Quest’ultimo, infatti, quando conobbe la SIG.RA GIOVANNA, era sposato con la sig.ra Yyyy Susanna dalla quale aveva avuto una figlia, Alessia, oggi quattordicenne, con la quale coltiva un costante ed affettuoso rapporto, in un clima di serena condivisione genitoriale con la ridetta sig.ra Yyyy, purtroppo offuscato dal fatto che questa piccola, non appena è nato il fratellino Enrico, è stata estromessa dalla vita del nuovo nucleo per volere esclusivo della SIG.RA GIOVANNA che in tal modo intendeva “proteggere” il figlio. Dunque se la SIG.RA GIOVANNA riteneva che una bambina di 5 anni potesse costituire un pericolo ed un elemento di squilibrio per la crescita del figlio, è quanto meno singolare e, dunque, scarsamente credibile, la sua idea di “pericolo” e “protezione”. ……E siamo nel terzo millennio, cioè in epoca di famiglie ricostituite, allargate ecc. !
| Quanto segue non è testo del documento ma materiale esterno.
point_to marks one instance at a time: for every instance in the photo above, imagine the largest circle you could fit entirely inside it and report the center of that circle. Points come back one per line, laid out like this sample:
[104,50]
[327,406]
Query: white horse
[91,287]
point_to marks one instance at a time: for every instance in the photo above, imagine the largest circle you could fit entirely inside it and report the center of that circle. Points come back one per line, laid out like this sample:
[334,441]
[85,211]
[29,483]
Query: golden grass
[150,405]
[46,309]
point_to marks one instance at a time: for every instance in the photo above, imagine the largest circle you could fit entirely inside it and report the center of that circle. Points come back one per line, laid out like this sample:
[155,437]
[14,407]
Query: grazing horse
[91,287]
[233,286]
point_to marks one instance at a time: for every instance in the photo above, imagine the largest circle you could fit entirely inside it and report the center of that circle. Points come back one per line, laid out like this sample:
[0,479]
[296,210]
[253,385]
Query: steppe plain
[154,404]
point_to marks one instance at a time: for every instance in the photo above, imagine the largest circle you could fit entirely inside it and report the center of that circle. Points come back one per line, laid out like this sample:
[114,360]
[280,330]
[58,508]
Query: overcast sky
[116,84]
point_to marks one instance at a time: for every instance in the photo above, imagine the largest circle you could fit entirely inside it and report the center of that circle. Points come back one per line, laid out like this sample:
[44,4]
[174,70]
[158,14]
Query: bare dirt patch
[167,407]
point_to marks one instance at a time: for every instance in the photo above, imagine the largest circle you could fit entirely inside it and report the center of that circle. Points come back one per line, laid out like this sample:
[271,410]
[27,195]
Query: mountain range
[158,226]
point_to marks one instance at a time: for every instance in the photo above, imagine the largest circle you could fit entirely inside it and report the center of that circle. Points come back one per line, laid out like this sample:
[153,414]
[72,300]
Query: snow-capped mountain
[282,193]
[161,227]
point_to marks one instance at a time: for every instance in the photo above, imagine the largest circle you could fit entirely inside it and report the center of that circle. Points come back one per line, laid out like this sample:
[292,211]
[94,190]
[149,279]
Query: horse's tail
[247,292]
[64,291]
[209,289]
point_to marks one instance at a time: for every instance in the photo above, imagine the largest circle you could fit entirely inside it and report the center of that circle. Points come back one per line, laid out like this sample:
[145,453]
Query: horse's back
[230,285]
I devastanti effetti del comportamento della SIG.RA GIOVANNA nei confronti del SIG. MASSIMO, comportamento definito, in letteratura psicologica ma oramai anche giuridica, come “mobizzante”, hanno dato luogo, dal punto di vista dei figli, ad un fenomeno individuabile come Sindrome di Alienazione Genitoriale (con partecipazione delle minori stesse alla campagna denigratoria contro il padre ed il rifiuto, fino a pochi mesi fa, di qualsivoglia rapporto con questi) e dall’altro ad una totale esautorazione del SIG. MASSIMO da ogni aspetto della vita dei figli (vedasi anche le interessanti trattazioni, tra l’altro, sul tema della Sindrome da Padre Interdetto, speculare a quello della Madre Malevole, consultabili su www.aipgitalia.org/Lisa-Colliva.pdf e www.aipgitalia.org/Roberta-Patrocchi.PDF) .

Con riferimento ai due documenti della Dr.ssa Colliva e della Dr.ssa Patrocchi (dell’Associazione Italiana di Psicologia Giuridica) , si rinvengono purtroppo in pieno nei tre minori, Giovanni Toto’ ed Enrico, tutti gli 8 sintomi primari della PAS, in particolare in Giovanni, che, a quanto descrive la Dr.ssa Colliva, si potrebbe definire di ‘grado grave’, laddove la SIG.RA GIOVANNA attua totalmente i comportamenti ‘tipici’ dei genitori alienanti (Rif. pag. 12).

Nel documento della Dr.ssa Patrocchi (Rif. pag. 29) è altresì spiegata (sebbene la SIG.RA GIOVANNA cerchi di applicare le stesse ‘tecniche di programmazione’ su tutti i figli) la ragione del diverso comportamento tra Giovanni ed Enrico: infatti <<il processo che si snoda dall’attaccamento alla sindrome di alienazione genitoriale avviene lungo un continuum, che può scattare quando i bambini hanno 8-9 anni (età di Giovanni). I bambini più piccoli infatti non hanno ancora acquisito capacità cognitive sufficienti per essere buoni alleati e meno affidabili (Toto ha infatti solo 6 anni), sebbene al livello empatico (non è questo il caso di Toto) possano dimostrarsi più vicini al genitore che si occupa di loro. La sindrome, infatti, tipica dei figli adolescenti>>.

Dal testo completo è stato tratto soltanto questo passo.